10x MOPS (pH 7.0): 200 mM MOPS
50 mM Sodium acetate 10 mM EDTA
20x SSC (pH 7.0): 3 M NaCl
300 mM Sodium citrate Hybridization buffer (pH 7.2): 0.5 M Na-phosphate pH 7.2
7 % (w/v) SDS 1 mM EDTA
1M Na-Phosphate buffer (pH 7.2): 68.4 ml 1M Na2HPO4
31.6 ml 1M NaH2PO4
5x Maleic acid buffer (pH 7.5): 0.5 M Maleic acid 0.75 M NaCl
10x Blocking stock solution: 10 % (w/v) Blocking reagent (Roche) 1x Maleic acid buffer
1x Blocking buffer: 10x Blocking stock solution diluted in 1x Maleic acid buffer (freshly prepared before use)
Washing buffer: 1x Maleic acid buffer 0.3 % (v/v) Tween 20 Detection buffer: 0.1 M Tris pH 9.5
0.1 M NaCl
RNA Loading Dye: 50 % (v/v) deionized formamide 6 % (v/v) Formaldehyde
1x MOPS
25 ng/ml Ethidium bromide 10% Glycerol (RNase-free)
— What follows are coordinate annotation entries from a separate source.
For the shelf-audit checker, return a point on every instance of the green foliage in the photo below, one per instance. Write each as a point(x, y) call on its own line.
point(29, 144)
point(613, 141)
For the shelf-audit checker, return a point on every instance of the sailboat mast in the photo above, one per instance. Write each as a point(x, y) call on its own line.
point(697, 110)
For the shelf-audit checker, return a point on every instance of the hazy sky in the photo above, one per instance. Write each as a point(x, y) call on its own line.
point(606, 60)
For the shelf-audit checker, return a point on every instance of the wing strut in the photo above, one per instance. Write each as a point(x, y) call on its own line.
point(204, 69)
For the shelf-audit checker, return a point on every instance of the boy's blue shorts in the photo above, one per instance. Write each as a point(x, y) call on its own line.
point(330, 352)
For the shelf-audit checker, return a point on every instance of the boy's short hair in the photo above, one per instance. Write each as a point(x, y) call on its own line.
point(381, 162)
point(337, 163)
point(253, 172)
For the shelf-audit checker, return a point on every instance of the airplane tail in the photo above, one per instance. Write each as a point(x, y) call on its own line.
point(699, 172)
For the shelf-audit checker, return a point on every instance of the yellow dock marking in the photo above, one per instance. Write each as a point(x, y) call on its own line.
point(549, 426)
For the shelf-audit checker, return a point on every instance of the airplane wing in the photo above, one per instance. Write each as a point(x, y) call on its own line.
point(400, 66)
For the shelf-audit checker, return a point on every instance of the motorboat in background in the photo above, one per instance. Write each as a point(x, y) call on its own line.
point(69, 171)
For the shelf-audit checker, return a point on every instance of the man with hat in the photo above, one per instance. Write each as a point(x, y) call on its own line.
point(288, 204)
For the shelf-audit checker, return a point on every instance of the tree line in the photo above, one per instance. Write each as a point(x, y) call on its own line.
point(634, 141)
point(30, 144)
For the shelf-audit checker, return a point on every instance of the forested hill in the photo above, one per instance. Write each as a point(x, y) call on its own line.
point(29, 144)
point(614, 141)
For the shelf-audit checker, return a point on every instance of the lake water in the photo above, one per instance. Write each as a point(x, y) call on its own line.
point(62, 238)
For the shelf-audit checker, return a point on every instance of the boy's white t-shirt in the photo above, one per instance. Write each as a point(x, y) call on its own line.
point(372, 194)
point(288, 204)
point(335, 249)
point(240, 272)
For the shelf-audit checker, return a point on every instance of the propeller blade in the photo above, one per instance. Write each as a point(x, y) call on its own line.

Bromophenol blue and Xylene cyanol
At the beginning, a 1 % agarose gel containing 2 % formaldehyde was poured under the hood. For that, 1.5 g agarose was dissolved in 127 ml of nuclease-free water, cooled down to 55°C and mixed with pre-warmed 15 ml of 10x MOPS and 8.1 ml of formaldehyde (37 % from Applichem). During polymerization, the RNA samples were prepared. For each strain 1 µg of total RNA was diluted in 5 µl of DEPC-water, mixed with 10 µl of freshly prepared RNA-Loading Dye, denatured for 10 min at 65°C and chilled on ice. The complete samples were loaded into the wells of the formaldehyde-agarose gel, which was subsequently run in 1x MOPS at 80 V for 4-5 h. Afterwards, the quality of the RNA was examined with an UV transilluminator. To remove the formaldehyde before Northern blotting, the gel was washed once in DEPC-water and twice in 20x SSC for 15 min. A dry Northern blot was performed overnight and the following sandwich was set up:
(1) the gel facing down on a glass plate and wrapped with parafilm (2) a dry, positively charged nylon membrane (Amersham Hybond-N+)
with the size of the gel
(3) three dry Whatman papers (0.8 mm) in the same size (4) a stack of paper towels and a 200-500 g weight
The next day, the RNA was cross-linked by placing the membrane on a Whatman paper pre-soaked with 2x SSC and exposing it to UV light for 7 min at 5000 J/cm2 and afterwards, by baking the membrane for 2 h at 80°C. Then, the membrane was stored dry or was pre-hybridized with hybridization buffer in a closed glass tube for 1 h at 68°C. For one detection, 1 µl of each DIG-labeled RNA probe (for preparation see section 5.10.4) was pipetted in 5 µl of hybridization buffer, denatured for 5 min at 55°C and added to the hybridization solution with the membrane. Hybridization was done at 68°C overnight. Afterwards, the following washing steps were performed for 15 min each: in 2x SSC/ 0.1 % SDS at RT, in 1x SSC/ 0.1 % SDS at RT and twice in 0.5x SSC/ 0.1 % SDS at 68°C. For detection, the membrane was washed for 5 min in washing buffer, blocked for 30 min in 1x blocking buffer and incubated for 30-60 min with anti-Digoxigenin-alkaline phosphatase, Fab fragments (diluted 1:10 000 in blocking buffer, from Roche). After washing twice for 15 min in washing buffer, the membrane was equilibrated for 2-5 min in detection buffer and incubated with the chemiluminescent substrate CSPD (diluted 1:100 in detection buffer, from Roche) for 5 min. The membrane was enclosed in an autoclave bag and incubated for 10 min at 37°C to reduce the background. To detect the emitted light, the membrane was exposed to X-ray films (Fuji), which were subsequently developed with an X-ray film processor. For hybridization with an additional DIG-labeled RNA-probe, the procedure was repeated starting at the pre-hybridization step.